Meskipun terdapat peningkatan suara untuk NPP di wilayah Utara dan Timur, warga Tamil tidak memberikan suara terbanyak untuk Dissanayake, yang mencerminkan kekhawatiran atas pendekatan NPP terhadap tuntutan politik mereka.
Kantor Komisaris Hak Asasi Manusia PBB di Jenewa mendesak pemerintah baru untuk mewujudkan visi nasional komprehensif untuk Sri Lanka yang mengatasi akar penyebab konflik etnis.
Pemerintah harus “melakukan reformasi dasar konstitusi dan kelembagaan yang diperlukan untuk memperkuat demokrasi dan mendesentralisasikan kekuasaan politik serta memajukan akuntabilitas dan rekonsiliasi,” katanya dalam laporan terbarunya.
Harimau dan Naga
Ini bukan hanya tentang kebijakan dalam negeri. Sri Lanka mengamati dengan cermat kebangkitan NPP dan JVP di India dan Tiongkok saat mereka bersaing untuk mendapatkan pengaruh. Keduanya meminjamkan miliaran dolar ke Kolombo.
Dissanayake, dengan kecenderungan Marxisnya, secara ideologis tampak dekat dengan Tiongkok.
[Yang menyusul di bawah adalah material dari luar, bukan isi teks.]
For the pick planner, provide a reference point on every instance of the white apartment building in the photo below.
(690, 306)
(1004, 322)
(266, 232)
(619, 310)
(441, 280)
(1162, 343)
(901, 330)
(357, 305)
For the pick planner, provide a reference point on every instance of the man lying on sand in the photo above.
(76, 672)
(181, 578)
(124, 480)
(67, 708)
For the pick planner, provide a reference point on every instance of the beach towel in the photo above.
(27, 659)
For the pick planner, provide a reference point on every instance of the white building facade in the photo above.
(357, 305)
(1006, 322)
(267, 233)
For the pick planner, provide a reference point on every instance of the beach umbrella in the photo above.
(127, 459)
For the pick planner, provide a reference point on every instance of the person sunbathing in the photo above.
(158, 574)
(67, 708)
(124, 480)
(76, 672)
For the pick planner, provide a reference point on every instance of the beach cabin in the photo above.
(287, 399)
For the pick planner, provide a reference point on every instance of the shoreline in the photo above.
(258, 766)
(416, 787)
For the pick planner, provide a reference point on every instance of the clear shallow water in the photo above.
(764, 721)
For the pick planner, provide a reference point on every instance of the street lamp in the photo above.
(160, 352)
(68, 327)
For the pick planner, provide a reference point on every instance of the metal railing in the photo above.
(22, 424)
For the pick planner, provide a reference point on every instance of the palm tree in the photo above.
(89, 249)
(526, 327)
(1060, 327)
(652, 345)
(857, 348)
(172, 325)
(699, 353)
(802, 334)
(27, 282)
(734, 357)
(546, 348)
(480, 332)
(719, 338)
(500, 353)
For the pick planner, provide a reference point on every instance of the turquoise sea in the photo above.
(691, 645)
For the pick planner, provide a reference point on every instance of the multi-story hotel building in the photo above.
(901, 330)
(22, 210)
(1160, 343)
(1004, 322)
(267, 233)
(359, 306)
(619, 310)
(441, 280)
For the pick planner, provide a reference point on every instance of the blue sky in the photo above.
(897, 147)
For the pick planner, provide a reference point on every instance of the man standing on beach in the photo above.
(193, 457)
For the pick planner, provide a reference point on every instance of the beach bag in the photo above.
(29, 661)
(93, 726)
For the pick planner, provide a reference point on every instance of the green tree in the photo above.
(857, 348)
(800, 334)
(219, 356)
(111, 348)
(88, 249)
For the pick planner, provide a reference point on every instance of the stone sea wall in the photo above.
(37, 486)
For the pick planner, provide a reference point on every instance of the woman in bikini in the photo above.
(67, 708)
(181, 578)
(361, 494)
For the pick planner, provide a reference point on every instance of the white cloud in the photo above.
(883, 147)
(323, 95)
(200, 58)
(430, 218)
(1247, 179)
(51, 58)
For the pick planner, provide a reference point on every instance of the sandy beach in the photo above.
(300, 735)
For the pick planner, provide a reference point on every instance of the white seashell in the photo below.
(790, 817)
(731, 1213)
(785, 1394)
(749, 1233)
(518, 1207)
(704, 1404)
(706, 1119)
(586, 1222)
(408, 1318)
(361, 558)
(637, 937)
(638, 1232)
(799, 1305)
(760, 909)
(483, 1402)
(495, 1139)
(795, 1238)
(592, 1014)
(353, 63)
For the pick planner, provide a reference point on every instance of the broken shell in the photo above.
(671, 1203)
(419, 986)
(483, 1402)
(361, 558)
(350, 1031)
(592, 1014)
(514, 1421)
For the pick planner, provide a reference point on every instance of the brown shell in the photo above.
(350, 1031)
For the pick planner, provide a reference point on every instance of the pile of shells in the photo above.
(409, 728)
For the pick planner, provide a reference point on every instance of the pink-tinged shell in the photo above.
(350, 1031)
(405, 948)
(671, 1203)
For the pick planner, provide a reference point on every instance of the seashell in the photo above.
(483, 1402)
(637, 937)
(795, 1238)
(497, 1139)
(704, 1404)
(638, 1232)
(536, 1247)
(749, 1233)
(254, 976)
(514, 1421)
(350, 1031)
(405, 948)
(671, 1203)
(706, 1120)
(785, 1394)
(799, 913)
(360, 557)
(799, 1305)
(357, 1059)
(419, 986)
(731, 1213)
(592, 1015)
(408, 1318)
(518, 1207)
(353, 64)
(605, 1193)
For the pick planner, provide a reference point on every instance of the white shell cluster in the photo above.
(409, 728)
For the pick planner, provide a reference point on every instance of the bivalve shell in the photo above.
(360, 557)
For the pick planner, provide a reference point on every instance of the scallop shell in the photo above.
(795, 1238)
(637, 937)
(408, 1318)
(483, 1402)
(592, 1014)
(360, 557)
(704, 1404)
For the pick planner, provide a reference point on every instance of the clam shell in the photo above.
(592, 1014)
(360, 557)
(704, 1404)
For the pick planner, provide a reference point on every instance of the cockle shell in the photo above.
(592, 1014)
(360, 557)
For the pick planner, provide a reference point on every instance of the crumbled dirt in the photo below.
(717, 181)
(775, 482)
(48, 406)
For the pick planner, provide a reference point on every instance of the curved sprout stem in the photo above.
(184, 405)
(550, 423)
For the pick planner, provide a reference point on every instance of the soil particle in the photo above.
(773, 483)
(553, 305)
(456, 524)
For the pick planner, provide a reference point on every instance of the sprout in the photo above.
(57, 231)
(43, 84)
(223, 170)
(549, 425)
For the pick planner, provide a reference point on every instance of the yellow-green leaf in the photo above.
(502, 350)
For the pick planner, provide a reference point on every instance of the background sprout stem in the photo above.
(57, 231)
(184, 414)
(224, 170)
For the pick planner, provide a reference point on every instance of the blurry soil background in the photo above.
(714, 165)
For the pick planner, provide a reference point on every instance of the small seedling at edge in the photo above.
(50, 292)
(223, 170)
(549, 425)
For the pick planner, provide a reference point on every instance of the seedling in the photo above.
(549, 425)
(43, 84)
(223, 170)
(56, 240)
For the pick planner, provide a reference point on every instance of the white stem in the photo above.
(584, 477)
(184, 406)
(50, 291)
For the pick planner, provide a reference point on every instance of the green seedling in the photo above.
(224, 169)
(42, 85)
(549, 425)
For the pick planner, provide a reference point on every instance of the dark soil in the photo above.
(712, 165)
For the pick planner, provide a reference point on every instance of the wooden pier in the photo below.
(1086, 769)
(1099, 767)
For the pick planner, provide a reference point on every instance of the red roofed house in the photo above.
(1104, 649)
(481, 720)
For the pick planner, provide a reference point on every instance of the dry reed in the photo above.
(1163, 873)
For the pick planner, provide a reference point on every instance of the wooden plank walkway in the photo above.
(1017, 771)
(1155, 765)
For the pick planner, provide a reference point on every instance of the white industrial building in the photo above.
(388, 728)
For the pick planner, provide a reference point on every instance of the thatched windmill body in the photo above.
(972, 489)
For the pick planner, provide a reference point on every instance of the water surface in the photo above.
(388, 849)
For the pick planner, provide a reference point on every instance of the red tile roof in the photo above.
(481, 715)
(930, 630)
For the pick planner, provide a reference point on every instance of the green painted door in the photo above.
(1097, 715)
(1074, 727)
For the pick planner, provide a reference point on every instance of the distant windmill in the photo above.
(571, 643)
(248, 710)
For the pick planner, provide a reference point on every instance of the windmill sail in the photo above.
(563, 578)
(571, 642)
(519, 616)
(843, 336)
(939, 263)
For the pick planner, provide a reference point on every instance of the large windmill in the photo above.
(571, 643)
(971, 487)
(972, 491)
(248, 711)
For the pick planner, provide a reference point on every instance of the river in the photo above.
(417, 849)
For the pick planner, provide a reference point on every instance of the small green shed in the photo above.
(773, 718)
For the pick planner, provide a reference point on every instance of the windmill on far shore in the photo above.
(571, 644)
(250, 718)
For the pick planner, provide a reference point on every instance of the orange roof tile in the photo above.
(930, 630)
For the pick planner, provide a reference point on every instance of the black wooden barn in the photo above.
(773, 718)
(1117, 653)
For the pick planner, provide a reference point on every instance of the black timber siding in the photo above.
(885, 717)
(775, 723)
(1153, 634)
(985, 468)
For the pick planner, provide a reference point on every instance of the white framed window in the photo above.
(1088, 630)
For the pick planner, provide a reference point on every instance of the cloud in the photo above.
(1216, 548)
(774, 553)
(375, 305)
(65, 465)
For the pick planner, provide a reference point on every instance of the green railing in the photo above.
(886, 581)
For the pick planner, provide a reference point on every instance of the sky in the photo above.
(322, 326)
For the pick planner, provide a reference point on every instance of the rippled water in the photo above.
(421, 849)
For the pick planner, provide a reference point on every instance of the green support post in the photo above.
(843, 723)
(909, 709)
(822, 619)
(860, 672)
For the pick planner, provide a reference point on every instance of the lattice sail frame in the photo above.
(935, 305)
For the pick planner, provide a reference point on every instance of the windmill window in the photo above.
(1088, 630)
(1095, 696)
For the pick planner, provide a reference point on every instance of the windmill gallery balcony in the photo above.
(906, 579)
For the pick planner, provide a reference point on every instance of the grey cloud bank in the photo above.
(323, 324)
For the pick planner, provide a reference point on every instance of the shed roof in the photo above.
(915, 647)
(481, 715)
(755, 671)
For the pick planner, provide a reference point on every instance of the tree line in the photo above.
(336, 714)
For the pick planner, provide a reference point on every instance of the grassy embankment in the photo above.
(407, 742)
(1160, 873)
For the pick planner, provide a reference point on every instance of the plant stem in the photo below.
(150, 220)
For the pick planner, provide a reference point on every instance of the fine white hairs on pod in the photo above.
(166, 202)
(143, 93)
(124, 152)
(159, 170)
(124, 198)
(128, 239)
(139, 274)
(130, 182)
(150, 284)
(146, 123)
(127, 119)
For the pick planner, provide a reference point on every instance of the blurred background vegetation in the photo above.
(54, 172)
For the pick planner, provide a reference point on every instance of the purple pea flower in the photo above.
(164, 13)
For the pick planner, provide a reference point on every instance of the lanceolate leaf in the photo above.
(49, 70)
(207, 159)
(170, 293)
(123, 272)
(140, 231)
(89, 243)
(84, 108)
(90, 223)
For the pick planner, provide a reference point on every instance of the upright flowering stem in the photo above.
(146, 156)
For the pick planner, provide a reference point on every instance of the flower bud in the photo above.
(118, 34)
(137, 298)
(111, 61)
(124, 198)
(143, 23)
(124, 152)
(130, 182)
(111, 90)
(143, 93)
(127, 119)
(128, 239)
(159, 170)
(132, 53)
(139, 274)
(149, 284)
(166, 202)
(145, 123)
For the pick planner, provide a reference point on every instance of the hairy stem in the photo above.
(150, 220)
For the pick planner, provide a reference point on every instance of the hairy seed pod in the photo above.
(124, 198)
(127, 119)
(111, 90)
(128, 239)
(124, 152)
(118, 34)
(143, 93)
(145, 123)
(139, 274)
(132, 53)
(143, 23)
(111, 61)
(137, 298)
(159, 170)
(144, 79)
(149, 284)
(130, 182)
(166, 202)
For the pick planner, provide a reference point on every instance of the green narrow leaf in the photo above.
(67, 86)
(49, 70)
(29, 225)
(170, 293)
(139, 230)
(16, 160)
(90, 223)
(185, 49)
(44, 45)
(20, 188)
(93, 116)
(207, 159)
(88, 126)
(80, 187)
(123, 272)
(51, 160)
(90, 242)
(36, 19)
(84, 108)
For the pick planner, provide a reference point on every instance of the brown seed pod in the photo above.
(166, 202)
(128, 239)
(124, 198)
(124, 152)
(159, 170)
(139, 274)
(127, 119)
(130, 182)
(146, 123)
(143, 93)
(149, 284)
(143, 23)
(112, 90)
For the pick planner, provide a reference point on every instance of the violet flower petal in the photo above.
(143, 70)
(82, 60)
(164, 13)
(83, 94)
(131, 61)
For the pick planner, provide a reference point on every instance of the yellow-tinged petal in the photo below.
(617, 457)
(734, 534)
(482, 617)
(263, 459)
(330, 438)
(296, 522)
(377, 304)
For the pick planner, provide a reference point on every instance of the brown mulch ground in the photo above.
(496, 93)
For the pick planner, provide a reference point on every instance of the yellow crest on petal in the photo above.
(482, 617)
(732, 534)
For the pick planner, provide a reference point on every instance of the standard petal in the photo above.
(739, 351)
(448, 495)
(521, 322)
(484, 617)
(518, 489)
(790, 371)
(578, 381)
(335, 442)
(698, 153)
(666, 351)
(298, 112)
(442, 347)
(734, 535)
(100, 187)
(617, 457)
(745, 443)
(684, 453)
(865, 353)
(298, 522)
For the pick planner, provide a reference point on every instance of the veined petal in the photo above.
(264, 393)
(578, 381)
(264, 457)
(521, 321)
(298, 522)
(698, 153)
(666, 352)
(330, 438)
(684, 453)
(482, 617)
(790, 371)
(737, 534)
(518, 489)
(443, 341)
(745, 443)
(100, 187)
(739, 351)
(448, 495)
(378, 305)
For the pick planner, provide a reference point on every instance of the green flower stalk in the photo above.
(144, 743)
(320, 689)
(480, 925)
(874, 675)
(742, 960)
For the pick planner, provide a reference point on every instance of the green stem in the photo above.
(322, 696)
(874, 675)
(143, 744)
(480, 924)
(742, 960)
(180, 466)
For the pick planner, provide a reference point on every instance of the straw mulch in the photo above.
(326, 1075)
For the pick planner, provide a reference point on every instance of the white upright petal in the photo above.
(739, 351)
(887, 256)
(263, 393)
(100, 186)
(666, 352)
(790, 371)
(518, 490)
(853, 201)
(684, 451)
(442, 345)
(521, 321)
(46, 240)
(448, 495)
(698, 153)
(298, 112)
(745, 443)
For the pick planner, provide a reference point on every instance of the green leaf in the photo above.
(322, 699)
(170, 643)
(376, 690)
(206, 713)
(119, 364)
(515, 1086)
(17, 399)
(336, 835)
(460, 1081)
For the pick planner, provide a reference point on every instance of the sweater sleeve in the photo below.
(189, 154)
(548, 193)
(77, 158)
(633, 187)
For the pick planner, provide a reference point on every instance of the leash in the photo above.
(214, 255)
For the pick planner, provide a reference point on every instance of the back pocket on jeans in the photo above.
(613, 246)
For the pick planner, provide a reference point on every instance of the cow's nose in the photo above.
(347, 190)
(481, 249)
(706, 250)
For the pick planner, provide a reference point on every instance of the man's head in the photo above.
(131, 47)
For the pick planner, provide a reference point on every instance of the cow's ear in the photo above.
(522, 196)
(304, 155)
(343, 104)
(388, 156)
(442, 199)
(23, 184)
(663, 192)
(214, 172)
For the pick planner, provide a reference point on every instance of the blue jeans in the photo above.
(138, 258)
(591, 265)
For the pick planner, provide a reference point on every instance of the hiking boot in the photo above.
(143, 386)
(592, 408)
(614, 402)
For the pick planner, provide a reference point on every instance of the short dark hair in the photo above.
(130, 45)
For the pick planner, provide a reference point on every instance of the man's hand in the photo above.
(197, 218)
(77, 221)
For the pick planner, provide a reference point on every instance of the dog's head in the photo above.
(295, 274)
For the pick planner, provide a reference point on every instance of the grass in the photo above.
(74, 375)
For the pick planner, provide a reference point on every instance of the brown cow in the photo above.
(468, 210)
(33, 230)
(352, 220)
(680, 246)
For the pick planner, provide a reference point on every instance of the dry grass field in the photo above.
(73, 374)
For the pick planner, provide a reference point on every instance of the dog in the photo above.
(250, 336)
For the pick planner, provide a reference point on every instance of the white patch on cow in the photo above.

JVP sebelumnya mengkritik pendekatan India terhadap Sri Lanka dan menentang apa yang disebut ekspansionisme India.
Dalam pidato kampanyenya, Dissanayake berjanji akan membatalkan proyek pembangkit listrik tenaga angin di wilayah utara yang didanai oleh raja bisnis India Gautam Adani, yang dianggap dekat dengan Perdana Menteri Narendra Modi.
“Biaya proyek Adani harusnya diturunkan, mengingat skalanya yang besar, dan hal ini berlawanan dengan intuisi,” kata Dissanayake pekan lalu. “Ini jelas merupakan kesepakatan yang korup, kami pasti akan membatalkannya.”
Namun, banyak warga Sri Lanka yang memilih perubahan mempunyai ekspektasi yang tinggi.
“Siapa pun yang berkuasa harus menurunkan harga pangan, bahan bakar, dan listrik. Mereka juga memerlukan kenaikan gaji,” kata Sisira Padmasiri, seorang warga Kolombo. “Presiden baru harus segera memberikan bantuan kepada masyarakat.”
Para ahli menekankan bahwa Sri Lanka harus mengambil keputusan yang lebih keras mengenai langkah-langkah penghematan untuk menyeimbangkan pembukuan dan memenuhi kewajiban utangnya.
Begitu dia mengambil alih kepemimpinan, Dissanayake akan mengetahui sejauh mana dia secara realistis dapat memenuhi harapan masyarakat.